Présenté également par Guillaume Boudy, secrétaire général pour l’investissement, à la tête des Programmes d’investissement d’avenir (PIA), le programme Territoires nuémriques éducatifs » consiste à actionner de manière concertée et immédiate, dans une approche intégrée, l’ensemble des leviers de l’éducation « au et par le numérique », avec la mise à disposition d’équipements, d’un accompagnement, de formations adaptées et de ressources pédagogiques ». C’est une approche « universelle et complexe ». » le projet proposé revêt une dimension systémique entre équipement et formation, entre enseignement et apprentissage, entre élèves et professeurs ».
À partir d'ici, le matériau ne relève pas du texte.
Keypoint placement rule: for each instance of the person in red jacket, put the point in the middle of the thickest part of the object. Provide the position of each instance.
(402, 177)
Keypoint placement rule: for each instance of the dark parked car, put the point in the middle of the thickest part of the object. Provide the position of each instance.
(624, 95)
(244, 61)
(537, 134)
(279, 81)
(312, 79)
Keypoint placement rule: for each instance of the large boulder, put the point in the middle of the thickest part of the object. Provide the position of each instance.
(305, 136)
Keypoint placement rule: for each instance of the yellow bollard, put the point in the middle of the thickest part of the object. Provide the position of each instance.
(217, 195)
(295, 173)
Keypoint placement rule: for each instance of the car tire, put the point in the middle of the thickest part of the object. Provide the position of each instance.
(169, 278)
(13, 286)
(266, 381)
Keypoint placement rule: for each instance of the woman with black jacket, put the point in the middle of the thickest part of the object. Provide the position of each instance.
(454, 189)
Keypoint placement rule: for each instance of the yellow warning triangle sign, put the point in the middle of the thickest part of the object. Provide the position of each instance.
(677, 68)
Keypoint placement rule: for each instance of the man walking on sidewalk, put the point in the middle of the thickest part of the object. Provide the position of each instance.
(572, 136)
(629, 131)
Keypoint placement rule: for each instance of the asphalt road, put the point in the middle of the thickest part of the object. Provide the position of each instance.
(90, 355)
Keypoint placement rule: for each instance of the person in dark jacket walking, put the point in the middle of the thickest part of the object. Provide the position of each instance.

Transformer les pratiques des professeurs et des élèves
Concrètement le nouveau plan , financé par les PIA à hauteur de 27 millions, prévoit d’équiper 2 700 classes des écoles élémentaires (pour 9 millions), et des kits robotiques en cycles 1 et 2. Un millier de professeurs recevront du matériel numérique, uniquement des néo-titulaires. La moitié des classes de toutes les structures, du primaire au lycée, soit 15 000 classes , recevront un « kit d’enseignement hybride » « qui permettra de transformer rapidement sa salle en espace de travail distant ». 4.5 millions y sont consacrés ce qui va faire bien peu par classe (300€). » Ces kits « numériques » permettront de réaliser des scénarios pédagogiques et des animations quand ils seront utilisés en classe. À la maison, ils permettront aux professeurs de préparer leurs enseignements et aux élèves de s’entrainer sur les leçons vues en classe ». Enfin 15 000 élèves des écoles élémentaires en fracture numérique recevront du matériel (6 millions, soit 400€ par élève). L’ensemble des professeurs concernés pourront bénéficier d’une formation délivrée par Canopé. Des parents seront formés à l’usage du numérique par la startup d’Etat « La trousse à projet ». Pour G Boudy c’est un point fort du plan. Des ressources pédagogiques sont aussi prévues : il s’agit de celles de la BRNE.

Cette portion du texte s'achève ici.